[SOLVED] Same regex behaves differently on grepl versus stri_detect

Same regex behaves differently on grepl versus stri_detect_regex

edit I encounter this on R version 3.6.1, appearently in newer versions this issue does not exist and the functions do behave similar.

Consider this vector, where the first element is in the Latin-1 Supplement unicode block, the second element is in the Latin Extended Additional unicode block, and element 3-7 are in the Latin Extended D unicode block (Same I see for the Latin Extended E unicode block). The regular expression used is ^[\\p{L} ]+$ which is supposed to match a string with any kind of letter from any language.

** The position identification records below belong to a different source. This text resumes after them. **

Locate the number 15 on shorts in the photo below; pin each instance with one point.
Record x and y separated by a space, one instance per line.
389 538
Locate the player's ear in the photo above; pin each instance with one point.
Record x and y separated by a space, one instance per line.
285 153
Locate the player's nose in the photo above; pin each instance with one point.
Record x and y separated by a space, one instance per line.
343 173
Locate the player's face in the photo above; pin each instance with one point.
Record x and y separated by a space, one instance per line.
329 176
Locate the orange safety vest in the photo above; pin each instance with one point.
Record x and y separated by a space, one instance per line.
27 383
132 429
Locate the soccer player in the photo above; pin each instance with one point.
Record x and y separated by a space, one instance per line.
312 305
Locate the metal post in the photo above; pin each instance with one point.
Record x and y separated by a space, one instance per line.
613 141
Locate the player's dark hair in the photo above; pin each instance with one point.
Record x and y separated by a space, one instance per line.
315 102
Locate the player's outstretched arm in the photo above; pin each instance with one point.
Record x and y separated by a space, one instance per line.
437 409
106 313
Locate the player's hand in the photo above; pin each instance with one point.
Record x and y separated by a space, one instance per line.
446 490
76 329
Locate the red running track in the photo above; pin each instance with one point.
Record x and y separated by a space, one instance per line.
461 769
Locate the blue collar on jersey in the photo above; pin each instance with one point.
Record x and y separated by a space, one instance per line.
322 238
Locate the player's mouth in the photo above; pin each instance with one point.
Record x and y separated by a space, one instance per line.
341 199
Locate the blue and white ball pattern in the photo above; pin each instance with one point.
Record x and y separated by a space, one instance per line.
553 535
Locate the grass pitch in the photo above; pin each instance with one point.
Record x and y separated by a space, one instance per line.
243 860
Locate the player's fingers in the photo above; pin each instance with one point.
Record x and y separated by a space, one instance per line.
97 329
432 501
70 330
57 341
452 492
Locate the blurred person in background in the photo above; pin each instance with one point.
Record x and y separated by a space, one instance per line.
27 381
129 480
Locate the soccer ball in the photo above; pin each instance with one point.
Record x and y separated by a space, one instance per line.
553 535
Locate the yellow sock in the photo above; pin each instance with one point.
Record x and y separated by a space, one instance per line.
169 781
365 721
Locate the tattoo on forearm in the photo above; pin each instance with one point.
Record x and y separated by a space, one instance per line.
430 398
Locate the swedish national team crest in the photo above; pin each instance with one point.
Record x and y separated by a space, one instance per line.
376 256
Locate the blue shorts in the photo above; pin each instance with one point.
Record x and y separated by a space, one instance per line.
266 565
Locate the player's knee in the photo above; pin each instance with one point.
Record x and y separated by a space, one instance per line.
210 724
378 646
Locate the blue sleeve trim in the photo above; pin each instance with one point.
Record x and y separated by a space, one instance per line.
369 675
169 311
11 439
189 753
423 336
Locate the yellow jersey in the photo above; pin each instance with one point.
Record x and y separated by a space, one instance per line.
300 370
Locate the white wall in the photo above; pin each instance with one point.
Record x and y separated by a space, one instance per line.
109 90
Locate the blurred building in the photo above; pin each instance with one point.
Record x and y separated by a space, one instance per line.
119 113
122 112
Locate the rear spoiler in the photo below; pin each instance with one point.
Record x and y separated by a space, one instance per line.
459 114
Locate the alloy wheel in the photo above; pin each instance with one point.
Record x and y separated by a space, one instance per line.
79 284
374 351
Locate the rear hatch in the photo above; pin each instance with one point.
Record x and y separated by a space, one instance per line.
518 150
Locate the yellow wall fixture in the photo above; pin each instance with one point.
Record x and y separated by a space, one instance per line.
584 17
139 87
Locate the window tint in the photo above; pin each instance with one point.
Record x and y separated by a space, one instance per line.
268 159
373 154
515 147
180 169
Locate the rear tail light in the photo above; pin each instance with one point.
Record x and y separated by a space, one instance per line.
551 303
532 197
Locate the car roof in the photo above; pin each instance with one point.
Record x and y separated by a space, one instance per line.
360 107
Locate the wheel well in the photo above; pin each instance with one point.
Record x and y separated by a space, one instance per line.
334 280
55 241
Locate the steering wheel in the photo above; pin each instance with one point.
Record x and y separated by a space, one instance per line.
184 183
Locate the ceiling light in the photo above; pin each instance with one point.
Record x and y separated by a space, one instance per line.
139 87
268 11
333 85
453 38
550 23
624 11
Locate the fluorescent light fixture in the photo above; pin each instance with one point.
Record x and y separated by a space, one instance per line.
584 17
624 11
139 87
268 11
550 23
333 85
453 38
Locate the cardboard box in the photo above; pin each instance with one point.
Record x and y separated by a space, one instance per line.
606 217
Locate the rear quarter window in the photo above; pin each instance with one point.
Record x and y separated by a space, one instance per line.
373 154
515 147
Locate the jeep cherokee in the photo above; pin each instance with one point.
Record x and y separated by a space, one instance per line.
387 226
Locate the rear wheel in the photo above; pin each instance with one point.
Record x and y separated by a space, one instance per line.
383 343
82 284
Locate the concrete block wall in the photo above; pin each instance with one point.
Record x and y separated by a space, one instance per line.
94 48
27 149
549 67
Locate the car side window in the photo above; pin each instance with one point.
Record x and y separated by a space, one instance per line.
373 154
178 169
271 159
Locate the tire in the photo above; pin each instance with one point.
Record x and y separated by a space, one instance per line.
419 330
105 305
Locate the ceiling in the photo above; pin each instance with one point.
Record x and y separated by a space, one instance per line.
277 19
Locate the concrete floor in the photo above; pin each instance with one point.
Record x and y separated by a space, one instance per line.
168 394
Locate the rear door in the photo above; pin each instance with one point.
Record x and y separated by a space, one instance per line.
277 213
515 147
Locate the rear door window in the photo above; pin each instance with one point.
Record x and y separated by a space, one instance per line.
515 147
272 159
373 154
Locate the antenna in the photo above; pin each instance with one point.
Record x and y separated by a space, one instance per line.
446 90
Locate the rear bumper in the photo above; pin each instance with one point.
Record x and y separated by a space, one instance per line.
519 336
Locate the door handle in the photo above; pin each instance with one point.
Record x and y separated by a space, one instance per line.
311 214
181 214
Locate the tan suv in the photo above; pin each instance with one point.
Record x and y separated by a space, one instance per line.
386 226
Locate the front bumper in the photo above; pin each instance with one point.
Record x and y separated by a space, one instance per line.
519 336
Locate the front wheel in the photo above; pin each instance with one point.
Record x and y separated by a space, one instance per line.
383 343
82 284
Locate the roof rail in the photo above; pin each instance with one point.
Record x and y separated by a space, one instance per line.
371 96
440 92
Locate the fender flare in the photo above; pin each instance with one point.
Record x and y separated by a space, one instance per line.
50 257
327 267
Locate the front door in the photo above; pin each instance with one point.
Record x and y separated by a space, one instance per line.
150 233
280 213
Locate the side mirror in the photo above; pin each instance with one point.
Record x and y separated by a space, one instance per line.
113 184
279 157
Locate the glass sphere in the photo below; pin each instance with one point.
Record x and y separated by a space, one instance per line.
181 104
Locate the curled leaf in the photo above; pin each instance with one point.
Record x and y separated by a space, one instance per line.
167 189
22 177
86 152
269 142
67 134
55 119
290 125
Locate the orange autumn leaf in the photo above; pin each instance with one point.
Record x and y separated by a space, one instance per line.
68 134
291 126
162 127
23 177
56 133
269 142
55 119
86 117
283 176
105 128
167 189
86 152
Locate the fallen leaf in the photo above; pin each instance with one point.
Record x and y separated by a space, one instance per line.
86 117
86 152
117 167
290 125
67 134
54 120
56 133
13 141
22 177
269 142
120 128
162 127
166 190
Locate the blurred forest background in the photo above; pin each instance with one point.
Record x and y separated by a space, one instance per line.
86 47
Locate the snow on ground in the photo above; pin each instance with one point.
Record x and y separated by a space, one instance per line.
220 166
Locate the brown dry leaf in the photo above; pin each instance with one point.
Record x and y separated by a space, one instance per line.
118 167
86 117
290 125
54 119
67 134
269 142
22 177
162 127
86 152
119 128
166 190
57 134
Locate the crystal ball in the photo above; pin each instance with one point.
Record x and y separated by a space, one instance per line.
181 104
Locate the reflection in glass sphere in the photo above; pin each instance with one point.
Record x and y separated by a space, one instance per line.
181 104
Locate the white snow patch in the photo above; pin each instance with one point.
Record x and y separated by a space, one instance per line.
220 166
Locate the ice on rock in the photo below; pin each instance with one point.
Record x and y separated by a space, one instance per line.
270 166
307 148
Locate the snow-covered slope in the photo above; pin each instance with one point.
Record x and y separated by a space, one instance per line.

I see that grepl and stri_detect_regex interpret p{L} differently.

v <- c("é", "Ḃ", "Ꞵ", "ꞵ", "Ꞷ", "ꞷ","keepme", "remove$me", "remove.me")

v[grepl("^[\\p{L} ]+$", v, perl = T)]
# [1] "é"      "Ḃ"      "keepme"

v[stri_detect_regex(v, "^[\\p{L} ]+$")]
# [1] "é"      "Ḃ"      "\ua7b4" "\ua7b5" "\ua7b6" "\ua7b7" "keepme"

Is there any documentation on why they behave different on this expression?

Solution

This happens on older R versions, R version 3.6.1 base grepl does not recognize all unicode blocks using regex p{L}, however as @Oliver commented, it does as expected in later versions of R as he tested in R 4.2.1. For me the question is answered. Thanks!